I have been trying to install FreeBSD on my machine since Friday with no luck. I insert the cd and boot from cd. This brings me to the installation menu. I have chosen every option and received one of two scenarios depending on which I choose. I either get something about a GEOM error or, the one that is most prevelant, I get a screen of random characters that are different colors and are scattered about the screen and gray boxes littering the screen in something like a checkerboard pattern.

Can someone please help?

My system is running Win XP Pro as the alternate OS
CPU: AMD Phenom 9850
Video Card: ATI Radeon HD 4850
Memory: 4GB RAM
Motherboard: DFI LanParty DK 790FX-M2RS


----------



## ale (Aug 30, 2009)

What version did you tried?
Can you try the last one (8.0-BETA3)?


----------



## Jreemygear (Sep 1, 2009)

Well, I tried 7.2 first and received the problem I stated above. I did what you suggested and downloaded the 8.0 BETA3 and now I am met with an "AP#! (PHY #1)" failure and it says Panic y/n [y] and stops.


----------



## polishdude (Sep 9, 2009)

hey, have you tried switching off acpi at boot? freebsd is not so good with acpi, had problems on installation as well


----------



## RodLophus (Nov 21, 2009)

Hi!

I have the same motherboard - and the same problem here.

Things I've tried so far:

- Installing FreeBSD 7.0, 7.1, 7.2 and 8.0RC3: same problem.
- Installing FreeBSD 6.x (even 6.9): works fine

I didn't try installing 6.x and updating, because I red on some foruns that the problem will get back as soon as I update the system.

By "same problem" above, I mean:

- Booting with ACPI enabled: at the very beggining of boot messages (sortly after the processor's detais), the kernel starts showing a message (something about ACPI.  It scrolls to fast to read) over and over - until it stops with "kernel panic" and some random flashing characters.

- Booting with ACPI disabled: it boots up, but hangs on "Trying to mount root from ufs:/dev/md0".  If I turn verbose boot on, I can see it actualy goes a bit futher and tryies to run "sysinstall".

I also tried to make a custom boot CD, with a custom kernel, removing support to all unnecessary devices (USB, parallel, serial, firewire, scsi, raid, etc), and with root at the CD itself.  It boots and drops on the "choose root filesystem to mount" prompt (this was intentional), but, when I try the "?" command to list root devices candidates, I get an empty list.

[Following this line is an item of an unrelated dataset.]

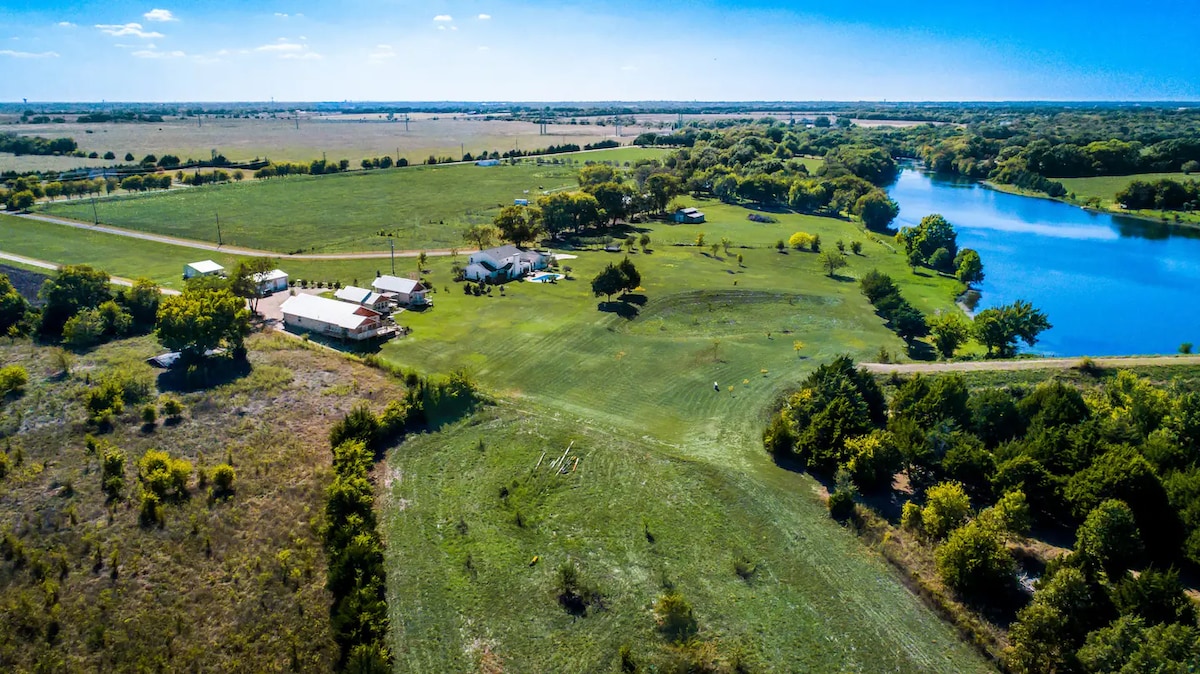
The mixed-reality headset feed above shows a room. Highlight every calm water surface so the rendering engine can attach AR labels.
[889,168,1200,356]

Scrolling the boot messages up a little, I could see what I think is the root of the issue: lots of messages like "unable to map interrupt", "unable to allocate interrupt", etc - about all devices.  It detects my ATA and SATA controllers, but shows this message and does not detects any of devices (HDs, CDs) attached to them.

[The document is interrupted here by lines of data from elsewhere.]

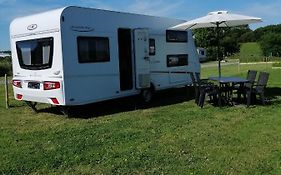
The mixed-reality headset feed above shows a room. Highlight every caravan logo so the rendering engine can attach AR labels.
[27,24,37,30]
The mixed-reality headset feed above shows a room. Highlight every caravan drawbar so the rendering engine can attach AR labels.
[10,6,200,106]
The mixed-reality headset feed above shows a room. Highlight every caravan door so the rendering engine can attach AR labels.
[134,29,150,89]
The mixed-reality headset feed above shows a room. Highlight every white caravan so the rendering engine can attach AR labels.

Today, I finally updated my motherboard's BIOS to the last version available at DFI's site.  After that, I spend a morning playing with setup's parameters.  I've even tried to allocate IRQs manually at setup, but the problems is always the same.

So far, I see no mean to make this board work with FreeBSD ( I think FreeBSD doesn't like this board's ACPI controller - but, without ACPI support, FreeBSD is unable to talk with this board about resurces (read "IRQ") allocation.

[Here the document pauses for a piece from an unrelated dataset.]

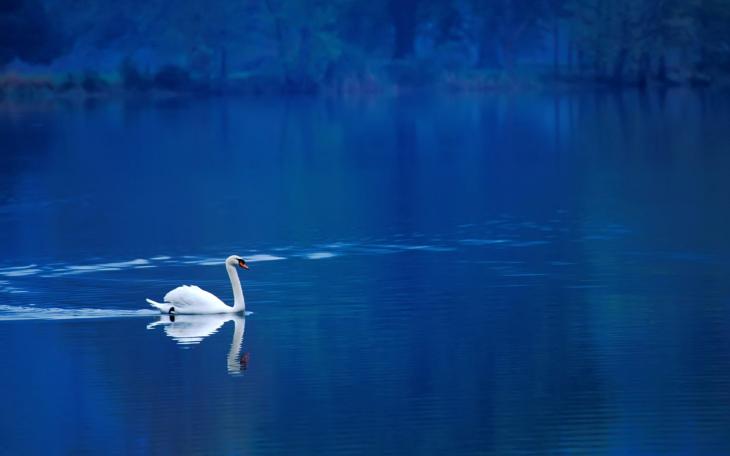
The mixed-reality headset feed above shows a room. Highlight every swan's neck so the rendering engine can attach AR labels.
[226,264,246,312]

Does somebody have any clue?

I was also wondering... what may have changed from 6.x to 7.x kernel's to cause this problem?

Thanks in advice!

Rudolph


----------



## jb_fvwm2 (Nov 21, 2009)

I do not know if it would help, but more devices appeared
when I kldloaded geom_bsd.ko, geom_label.ko, and
geom_mbr.ko (v8).  If you can load those at the
boot prompt "escape to loader prompt" a slight chance
the boot or install can proceed.  I have never tried,
though, a newbie here in that regard.  I have them
placed in loader.conf...


----------